Obama rejeita redução de impostos para ricos

O presidente dos Estados Unidos, Barack Obama, faz discurso em Cleveland  (AFP/Getty)
Image caption Obama afirma que economia americana está 'crescendo novamente'

O presidente dos Estados Unidos, Barack Obama, voltou a rejeitar nesta quarta-feira a manutenção da redução de impostos para "milionários e bilionários", em vigor durante o governo de George W. Bush.

"Isso não é para punir os que estão melhores. Que Deus os abençoe. É porque nós não podemos sustentar o preço de US$ 700 bilhões (cerca de R$ 1,21 trilhão)", disse o presidente, em um discurso em Cleveland, no Estado de Ohio.

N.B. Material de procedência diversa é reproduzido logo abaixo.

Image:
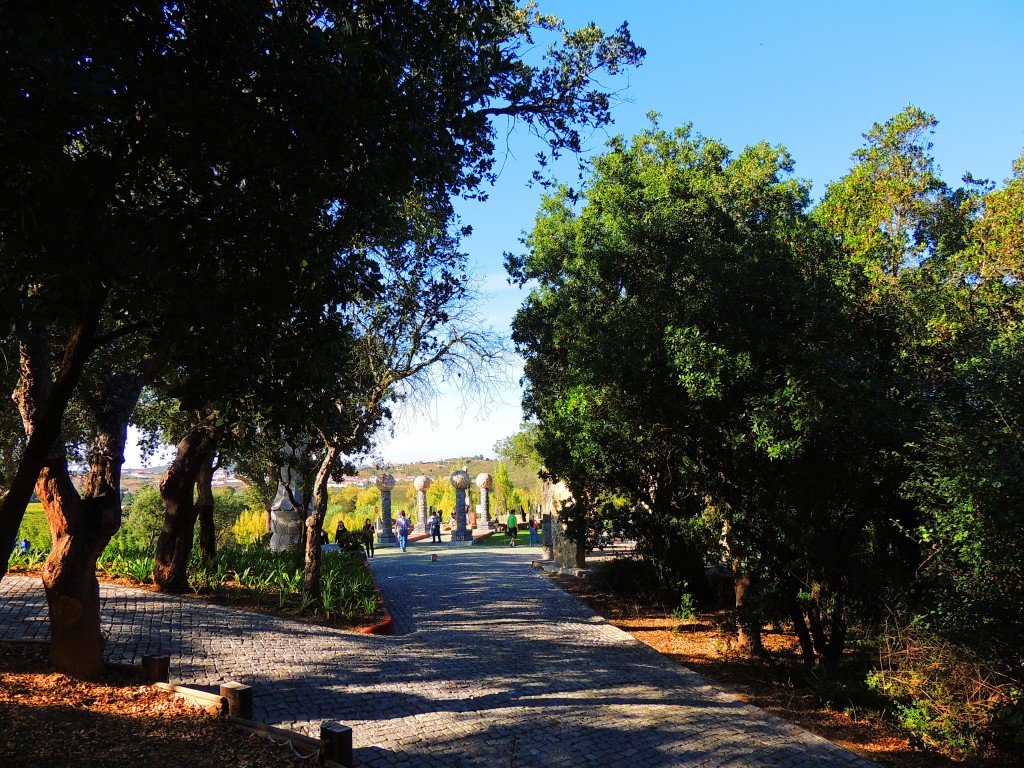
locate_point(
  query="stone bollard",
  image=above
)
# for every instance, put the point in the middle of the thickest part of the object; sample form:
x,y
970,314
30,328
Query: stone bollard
x,y
157,669
337,740
240,699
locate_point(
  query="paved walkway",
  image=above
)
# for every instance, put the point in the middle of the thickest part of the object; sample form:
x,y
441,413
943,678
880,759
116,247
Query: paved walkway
x,y
493,667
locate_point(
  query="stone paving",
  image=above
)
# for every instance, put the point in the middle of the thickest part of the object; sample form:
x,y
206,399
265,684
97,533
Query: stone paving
x,y
492,666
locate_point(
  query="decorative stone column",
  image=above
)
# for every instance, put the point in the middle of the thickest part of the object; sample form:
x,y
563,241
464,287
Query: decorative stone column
x,y
483,521
460,480
421,484
286,515
385,481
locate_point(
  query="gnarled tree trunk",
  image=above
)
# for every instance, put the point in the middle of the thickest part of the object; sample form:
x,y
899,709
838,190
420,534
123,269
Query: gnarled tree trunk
x,y
748,625
827,627
41,400
311,574
170,570
81,528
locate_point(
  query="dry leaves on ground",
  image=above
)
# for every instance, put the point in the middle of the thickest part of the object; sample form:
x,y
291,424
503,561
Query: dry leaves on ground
x,y
773,685
50,719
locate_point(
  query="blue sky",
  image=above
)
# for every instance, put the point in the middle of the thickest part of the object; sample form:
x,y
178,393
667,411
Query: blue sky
x,y
811,76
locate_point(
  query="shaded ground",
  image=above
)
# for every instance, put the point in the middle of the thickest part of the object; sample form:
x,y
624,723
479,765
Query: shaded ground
x,y
780,684
48,717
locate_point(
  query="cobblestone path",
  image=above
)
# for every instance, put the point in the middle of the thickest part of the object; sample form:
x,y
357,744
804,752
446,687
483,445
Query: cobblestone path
x,y
493,667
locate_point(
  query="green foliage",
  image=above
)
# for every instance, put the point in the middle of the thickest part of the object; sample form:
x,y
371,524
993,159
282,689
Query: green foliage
x,y
686,608
689,346
250,527
946,697
142,516
36,528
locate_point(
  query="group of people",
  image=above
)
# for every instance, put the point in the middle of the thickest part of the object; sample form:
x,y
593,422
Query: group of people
x,y
512,529
367,535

Os republicanos querem renovar a redução de impostos para quem ganha mais de US$ 250 mil (cerca de R$ 432 mil) por ano, que expira no próximo ano. Apesar de ser contra a medida, Obama é favorável à redução de impostos para quem ganha abaixo dessa faixa de renda.

O discurso foi a segunda manifestação sobre a economia feita pelo presidente nesta semana, à medida que se aproximam as eleições legislativas de 2 de novembro, quando os democratas correm o risco de perder a maioria no Congresso.

A lenta recuperação da economia americana e a alta taxa de desemprego, atualmente em 9,6%, estão entre as principais preocupações dos eleitores.

Campanha

Em seu pronunciamento, Obama detalhou uma proposta de redução de impostos para empresas que investirem em máquinas e equipamentos.

Na segunda-feira, feriado do Dia do Trabalho nos Estados Unidos, Obama já havia anunciado um plano de investir US$ 50 bilhões (cerca de R$ 86 bilhões) em projetos de infraestrutura.

Ambas as propostas dependem de aprovação do Congresso, o que a própria Casa Branca admite que pode não ser fácil às vésperas das eleições.

O feriado do Dia do Trabalho marca tradicionalmente o início da campanha eleitoral nos Estados Unidos, e o discurso desta quarta-feira foi pontuado de críticas às políticas republicanas.

"Eu reconheço que a maioria dos republicanos no Congresso disse não para quase todas as políticas que eu propus desde que assumi a Presidência", disse o presidente

"Eles devem pensar que isso vai levá-los aonde precisam chegar em novembro, mas não vai levar nosso país aonde precisa chegar no longo prazo", afirmou.

Ritmo lento

O presidente disse que a economia americana "está crescendo novamente", mas admitiu que o ritmo ainda é lento.

"Os mercados financeiros se estabilizaram. O setor privado criou empregos pelos últimos oito meses consecutivos. E há cerca de 3 milhões de americanos que estão trabalhando hoje por causa do plano econômico que estabelecemos", afirmou.

"Mas a verdade é que o progresso tem sido dolorosamente lento", disse.

Obama também reconheceu a frustração dos americanos com a situação econômica do país.

"As pessoas estão frustradas e irritadas e ansiosas em relação ao futuro", afirmou.

"Eu entendo isso. Eu também entendo que em uma campanha política, o mais fácil para o outro lado é usar esse medo e essa irritação até o dia da eleição", disse.